Las diferencias entre el contralor y el alcalde no se limitan a estos episodios. Cuando Ardila fue elegido por el Concejo como contralor, en febrero pasado, Petro lo primero que hizo fue pedirle a la Contraloría General ejercer un control excepcional sobre Bogotá, porque no confiaba en Ardila. La contralora Sandra Morelli se negó.

El mandatario también pidió, en su Plan de Desarrollo, reducir considerablemente el presupuesto de la Contraloría distrital. Sin embargo, el Concejo denegó su solicitud.

Ahora buscará que en la Auditoría fiscal distrital los empleados pasen de 11 a 18, que el período del auditor no sea de dos sino de cuatro años y que la hoy oficina se convierta en una entidad con un presupuesto anual de alrededor de $3 mil millones. Al menos, eso dice el borrador del proyecto ‘Por medio del cual se organiza la estructura y funcionamiento de la auditoría distrital’, el cual fue conocido por El Espectador.

Petro está dispuesto a mover sus fichas para lograr este cometido. En la bancada progresista ya están enterados del proyecto y anuncian que trabajarán para conseguir los votos necesarios. Diego García, cabildante de ese movimiento, dijo que “esta será nuestra respuesta al hecho de que se quiera utilizar un ente de control como punta de lanza para hacer oposición”.

“La bancada progresista se sacude y le responde al contralor y a concejales como María Victoria Vargas (liberal) y Antonio Sanguino (verde), quienes se han prestado al juego del contralor Ardila”, añadió García.

El auditor Rodrigo Tovar Garcés, por su parte, aseguró que “el Distrito ya está buscando espacio físico” para que su oficina funcione y que el proyecto estará basado en un concepto del Consejo de Estado, según el cual es la Auditoría distrital, y no la General, la que debe ejercer la vigilancia fiscal sobre el contralor de Bogotá.

Advirtió el funcionario que, si el proyecto es aprobado y se vuelve autónomo, piensa implementar las visitas fiscales a la Contraloría de la misma forma y con la misma intensidad en la que el contralor Ardila las está haciendo a la administración.

Consultado al respecto, Ardila declaró que el hecho no lo trasnocha. “No es un tema mío ni que yo deba resolver.

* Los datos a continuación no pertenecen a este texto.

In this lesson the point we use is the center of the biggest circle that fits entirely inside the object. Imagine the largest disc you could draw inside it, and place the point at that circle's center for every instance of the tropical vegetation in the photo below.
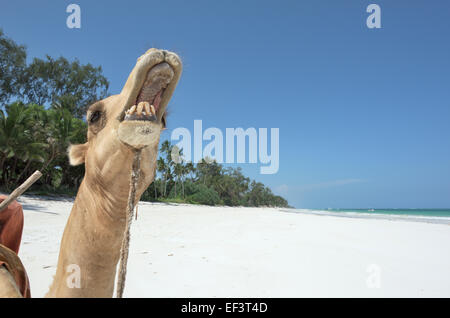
(42, 104)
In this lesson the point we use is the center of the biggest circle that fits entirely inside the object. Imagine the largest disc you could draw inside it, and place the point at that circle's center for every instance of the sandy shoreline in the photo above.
(200, 251)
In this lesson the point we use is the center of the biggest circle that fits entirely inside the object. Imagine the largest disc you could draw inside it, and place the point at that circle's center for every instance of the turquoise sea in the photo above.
(441, 216)
(405, 212)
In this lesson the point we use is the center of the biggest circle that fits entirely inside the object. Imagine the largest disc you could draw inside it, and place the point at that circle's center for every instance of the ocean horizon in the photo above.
(441, 216)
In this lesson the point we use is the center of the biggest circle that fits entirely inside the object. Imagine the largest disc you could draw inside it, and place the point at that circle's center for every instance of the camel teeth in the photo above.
(140, 108)
(147, 108)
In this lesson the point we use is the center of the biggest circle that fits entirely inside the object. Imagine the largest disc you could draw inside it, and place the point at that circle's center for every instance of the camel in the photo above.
(118, 126)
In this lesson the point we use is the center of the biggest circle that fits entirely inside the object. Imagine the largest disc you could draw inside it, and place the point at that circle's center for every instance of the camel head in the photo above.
(133, 120)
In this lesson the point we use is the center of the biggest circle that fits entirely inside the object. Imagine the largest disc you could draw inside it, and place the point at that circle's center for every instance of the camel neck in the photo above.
(90, 246)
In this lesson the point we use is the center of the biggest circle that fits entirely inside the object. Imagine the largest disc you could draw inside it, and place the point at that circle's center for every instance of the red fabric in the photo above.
(11, 226)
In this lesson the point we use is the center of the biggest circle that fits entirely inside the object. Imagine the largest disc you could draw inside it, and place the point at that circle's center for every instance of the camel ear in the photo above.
(77, 154)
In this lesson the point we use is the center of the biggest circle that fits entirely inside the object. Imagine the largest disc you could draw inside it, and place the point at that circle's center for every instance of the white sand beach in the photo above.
(199, 251)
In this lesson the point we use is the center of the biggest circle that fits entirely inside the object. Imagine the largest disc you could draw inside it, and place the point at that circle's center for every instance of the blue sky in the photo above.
(363, 113)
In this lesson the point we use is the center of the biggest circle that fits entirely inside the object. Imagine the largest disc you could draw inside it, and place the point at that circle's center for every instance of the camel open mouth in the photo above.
(147, 106)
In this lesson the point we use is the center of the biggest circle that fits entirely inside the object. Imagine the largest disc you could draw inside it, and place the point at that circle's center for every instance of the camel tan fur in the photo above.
(118, 125)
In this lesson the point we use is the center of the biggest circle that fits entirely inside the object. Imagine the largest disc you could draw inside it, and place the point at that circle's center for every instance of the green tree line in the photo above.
(42, 104)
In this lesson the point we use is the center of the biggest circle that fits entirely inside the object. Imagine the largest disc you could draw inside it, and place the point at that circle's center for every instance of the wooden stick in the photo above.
(21, 189)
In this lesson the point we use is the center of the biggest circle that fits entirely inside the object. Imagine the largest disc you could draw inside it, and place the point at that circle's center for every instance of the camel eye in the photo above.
(95, 117)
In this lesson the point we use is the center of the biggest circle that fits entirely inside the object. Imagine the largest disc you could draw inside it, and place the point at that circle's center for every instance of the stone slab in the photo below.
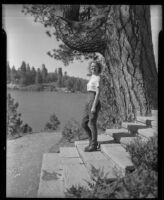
(51, 184)
(149, 132)
(69, 152)
(98, 160)
(75, 174)
(118, 155)
(85, 156)
(112, 131)
(126, 124)
(128, 140)
(103, 138)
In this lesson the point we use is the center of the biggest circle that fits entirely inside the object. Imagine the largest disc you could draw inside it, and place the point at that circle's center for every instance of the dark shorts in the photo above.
(88, 105)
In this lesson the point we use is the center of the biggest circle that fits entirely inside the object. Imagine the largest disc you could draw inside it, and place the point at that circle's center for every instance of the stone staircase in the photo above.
(72, 166)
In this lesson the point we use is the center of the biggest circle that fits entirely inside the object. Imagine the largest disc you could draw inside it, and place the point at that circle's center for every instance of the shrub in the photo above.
(14, 121)
(53, 124)
(141, 183)
(26, 129)
(144, 153)
(73, 131)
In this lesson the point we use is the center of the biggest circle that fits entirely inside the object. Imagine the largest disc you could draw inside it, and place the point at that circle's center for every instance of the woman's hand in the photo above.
(93, 110)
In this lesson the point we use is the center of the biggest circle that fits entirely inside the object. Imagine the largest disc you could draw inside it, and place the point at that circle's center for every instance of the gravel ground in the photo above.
(24, 159)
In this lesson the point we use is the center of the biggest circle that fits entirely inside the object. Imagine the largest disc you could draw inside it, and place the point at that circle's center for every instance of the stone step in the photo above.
(51, 184)
(103, 138)
(154, 112)
(74, 171)
(69, 152)
(133, 127)
(118, 155)
(111, 132)
(149, 132)
(75, 174)
(127, 140)
(98, 160)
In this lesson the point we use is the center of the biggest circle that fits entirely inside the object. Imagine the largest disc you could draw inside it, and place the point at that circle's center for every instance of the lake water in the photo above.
(36, 107)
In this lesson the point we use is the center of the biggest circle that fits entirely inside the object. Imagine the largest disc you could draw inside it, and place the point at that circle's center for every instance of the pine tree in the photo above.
(60, 77)
(8, 73)
(38, 78)
(44, 73)
(33, 74)
(23, 77)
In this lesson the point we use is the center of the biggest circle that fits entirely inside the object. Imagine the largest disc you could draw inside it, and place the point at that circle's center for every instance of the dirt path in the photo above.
(24, 159)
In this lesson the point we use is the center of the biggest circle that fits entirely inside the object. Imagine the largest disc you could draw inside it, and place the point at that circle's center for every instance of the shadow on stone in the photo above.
(134, 128)
(118, 136)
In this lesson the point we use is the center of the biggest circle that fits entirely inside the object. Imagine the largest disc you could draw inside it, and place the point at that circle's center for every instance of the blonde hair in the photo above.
(98, 65)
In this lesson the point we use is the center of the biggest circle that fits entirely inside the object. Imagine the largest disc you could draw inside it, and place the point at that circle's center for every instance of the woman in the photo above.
(92, 106)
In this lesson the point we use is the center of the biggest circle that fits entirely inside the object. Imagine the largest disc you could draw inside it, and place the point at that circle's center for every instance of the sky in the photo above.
(27, 40)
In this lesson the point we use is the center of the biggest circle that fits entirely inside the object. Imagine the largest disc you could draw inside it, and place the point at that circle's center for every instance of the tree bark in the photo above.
(130, 77)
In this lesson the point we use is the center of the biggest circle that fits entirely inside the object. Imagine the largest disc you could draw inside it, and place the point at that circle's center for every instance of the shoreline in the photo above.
(40, 88)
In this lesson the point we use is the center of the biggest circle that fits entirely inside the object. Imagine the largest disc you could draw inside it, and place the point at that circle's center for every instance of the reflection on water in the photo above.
(36, 107)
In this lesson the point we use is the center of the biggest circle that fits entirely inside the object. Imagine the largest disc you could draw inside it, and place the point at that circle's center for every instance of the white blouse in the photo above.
(93, 83)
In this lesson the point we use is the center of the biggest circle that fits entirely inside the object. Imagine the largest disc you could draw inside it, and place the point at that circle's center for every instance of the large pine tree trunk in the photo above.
(130, 78)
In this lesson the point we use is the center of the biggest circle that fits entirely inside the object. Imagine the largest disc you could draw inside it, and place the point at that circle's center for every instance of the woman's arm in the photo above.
(93, 109)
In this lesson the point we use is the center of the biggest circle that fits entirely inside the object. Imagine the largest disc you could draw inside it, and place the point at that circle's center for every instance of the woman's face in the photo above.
(94, 68)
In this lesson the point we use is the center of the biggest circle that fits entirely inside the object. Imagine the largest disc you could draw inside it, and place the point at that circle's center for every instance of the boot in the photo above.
(91, 148)
(86, 148)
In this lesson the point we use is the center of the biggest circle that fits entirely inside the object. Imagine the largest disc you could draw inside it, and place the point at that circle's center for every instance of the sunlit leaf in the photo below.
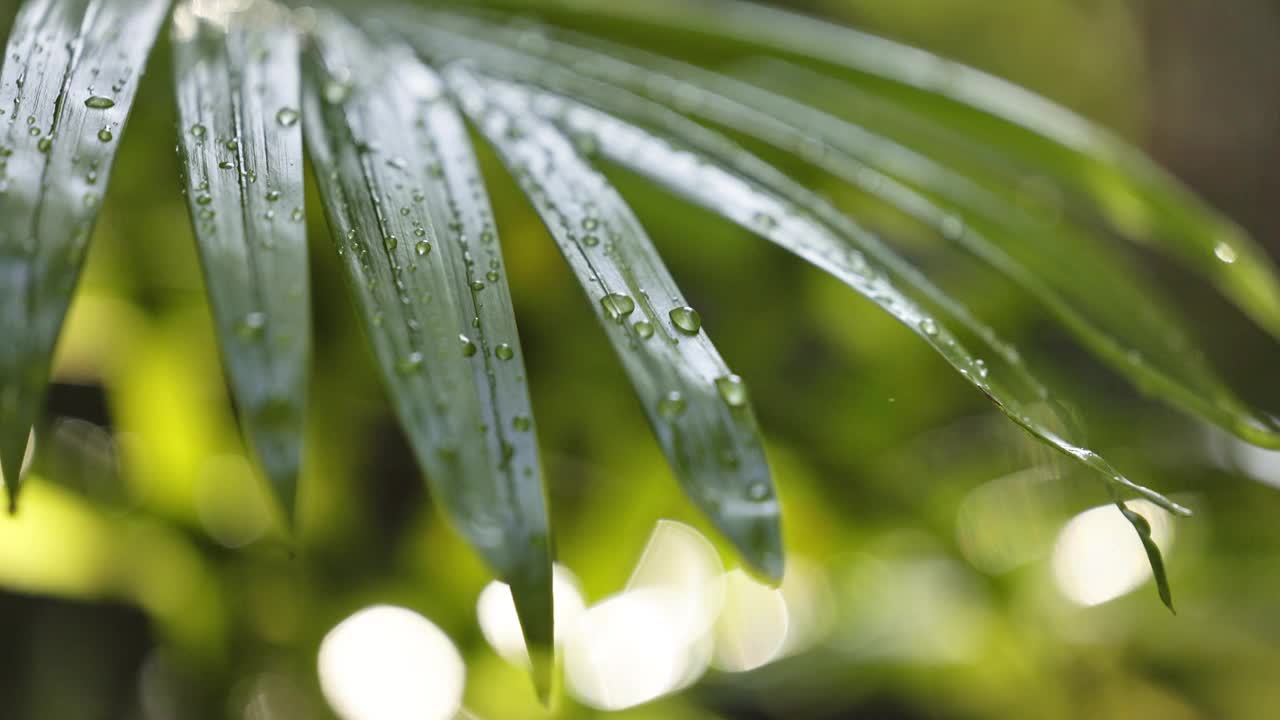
(414, 229)
(241, 142)
(71, 71)
(1078, 277)
(711, 171)
(696, 406)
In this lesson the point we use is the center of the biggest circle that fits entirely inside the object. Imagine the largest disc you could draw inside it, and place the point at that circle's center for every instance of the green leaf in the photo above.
(708, 169)
(1134, 195)
(71, 71)
(414, 229)
(696, 406)
(241, 144)
(1078, 277)
(1157, 563)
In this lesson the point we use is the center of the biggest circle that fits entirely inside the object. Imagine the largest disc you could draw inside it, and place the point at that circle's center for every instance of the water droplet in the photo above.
(732, 390)
(686, 319)
(672, 405)
(336, 91)
(252, 324)
(469, 349)
(411, 363)
(617, 305)
(1225, 253)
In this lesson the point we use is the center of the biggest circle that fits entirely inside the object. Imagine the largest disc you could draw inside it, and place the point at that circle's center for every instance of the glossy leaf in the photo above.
(414, 229)
(1079, 278)
(71, 71)
(241, 144)
(1134, 195)
(711, 171)
(696, 406)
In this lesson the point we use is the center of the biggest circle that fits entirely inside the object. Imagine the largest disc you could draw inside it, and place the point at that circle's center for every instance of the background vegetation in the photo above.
(144, 577)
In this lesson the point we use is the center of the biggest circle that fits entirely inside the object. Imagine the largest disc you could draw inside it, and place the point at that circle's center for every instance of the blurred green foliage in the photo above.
(146, 577)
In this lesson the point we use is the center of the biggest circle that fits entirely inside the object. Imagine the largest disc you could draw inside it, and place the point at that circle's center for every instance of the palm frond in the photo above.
(238, 105)
(71, 72)
(414, 229)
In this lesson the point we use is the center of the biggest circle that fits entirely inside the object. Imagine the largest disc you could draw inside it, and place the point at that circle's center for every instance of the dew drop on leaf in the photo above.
(686, 319)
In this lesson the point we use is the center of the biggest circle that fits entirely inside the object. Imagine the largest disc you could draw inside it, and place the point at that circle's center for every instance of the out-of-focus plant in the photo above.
(383, 100)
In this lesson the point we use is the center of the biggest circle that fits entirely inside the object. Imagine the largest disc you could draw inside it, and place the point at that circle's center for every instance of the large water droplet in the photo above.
(686, 319)
(672, 405)
(617, 305)
(732, 390)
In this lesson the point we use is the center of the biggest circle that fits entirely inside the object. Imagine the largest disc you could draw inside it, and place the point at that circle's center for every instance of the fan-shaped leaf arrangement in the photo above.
(382, 99)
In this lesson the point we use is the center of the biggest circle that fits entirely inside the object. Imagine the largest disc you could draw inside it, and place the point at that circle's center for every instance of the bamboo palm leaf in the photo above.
(1136, 196)
(238, 105)
(414, 229)
(698, 409)
(71, 72)
(1078, 278)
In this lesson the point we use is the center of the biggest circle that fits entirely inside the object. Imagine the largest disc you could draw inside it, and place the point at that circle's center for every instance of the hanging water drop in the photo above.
(732, 390)
(287, 117)
(686, 319)
(672, 405)
(469, 347)
(617, 305)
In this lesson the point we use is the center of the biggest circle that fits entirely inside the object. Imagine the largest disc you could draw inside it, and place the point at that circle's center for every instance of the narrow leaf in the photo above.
(241, 142)
(1157, 563)
(1134, 195)
(698, 409)
(1080, 279)
(71, 71)
(712, 172)
(414, 228)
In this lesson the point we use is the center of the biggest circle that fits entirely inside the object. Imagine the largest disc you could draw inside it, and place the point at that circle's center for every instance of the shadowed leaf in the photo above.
(241, 142)
(71, 71)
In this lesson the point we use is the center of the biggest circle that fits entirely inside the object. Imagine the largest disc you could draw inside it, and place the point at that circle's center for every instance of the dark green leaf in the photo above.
(695, 405)
(241, 141)
(71, 71)
(414, 229)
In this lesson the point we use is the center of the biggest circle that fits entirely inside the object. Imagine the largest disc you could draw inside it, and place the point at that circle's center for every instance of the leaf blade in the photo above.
(466, 413)
(58, 136)
(238, 91)
(707, 432)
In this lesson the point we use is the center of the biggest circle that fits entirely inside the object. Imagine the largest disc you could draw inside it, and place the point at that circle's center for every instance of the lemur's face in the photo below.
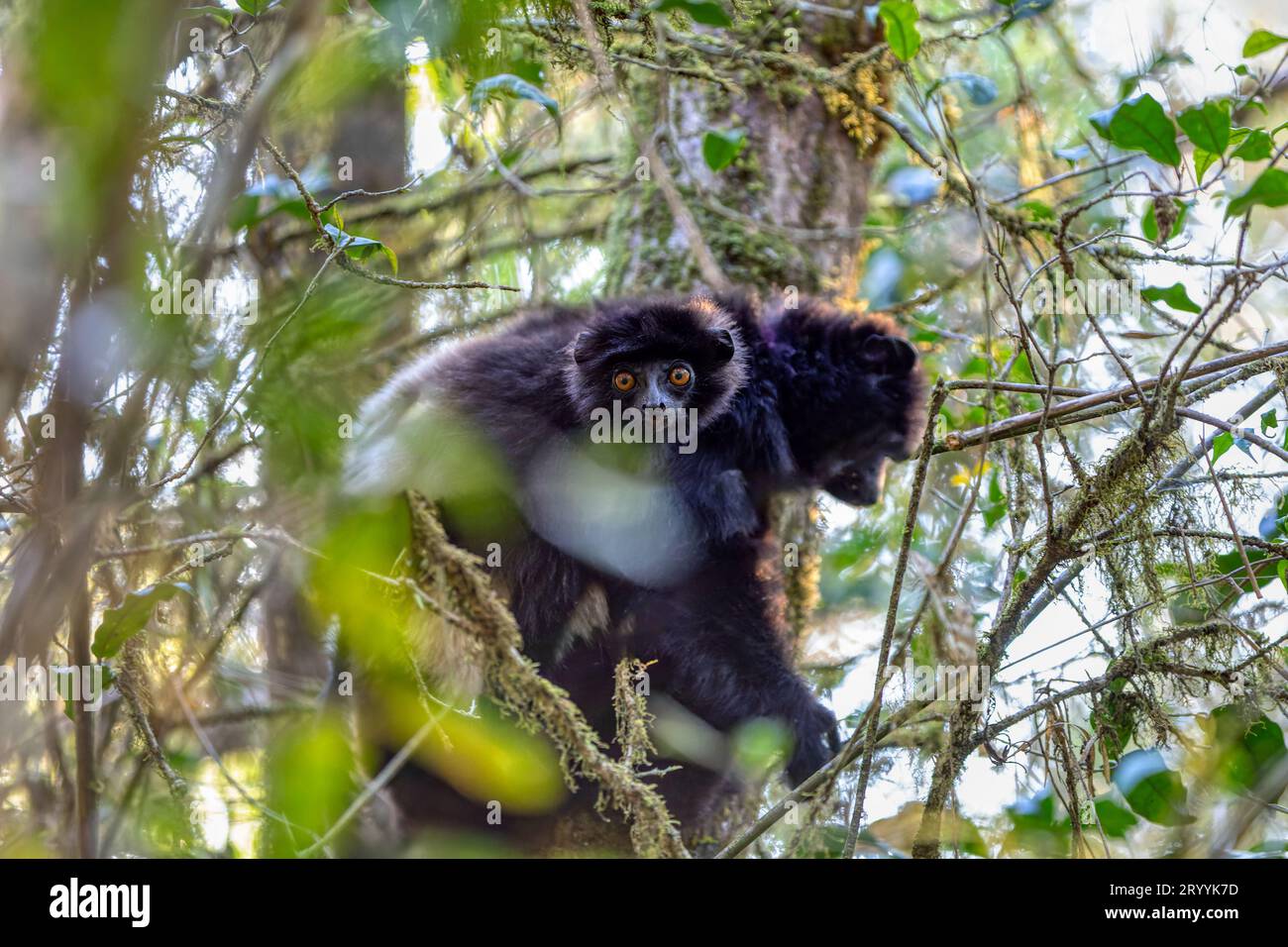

No me voy a inmiscuir y acataré la decisión que sabiamente tome el Concejo de Bogotá”.

¿Un proyecto de buenas intenciones para con la ciudad o una iniciativa para seguir una pelea casada con el contralor?

El tiempo lo dirá. Por lo pronto, llama la atención una afirmación hecha por el auditor a este diario, cuando se le preguntó por detalles de la propuesta: “No conozco todas las minucias. Esta iniciativa es del doctor (Guillermo) Asprilla”. Es el secretario de Gobierno.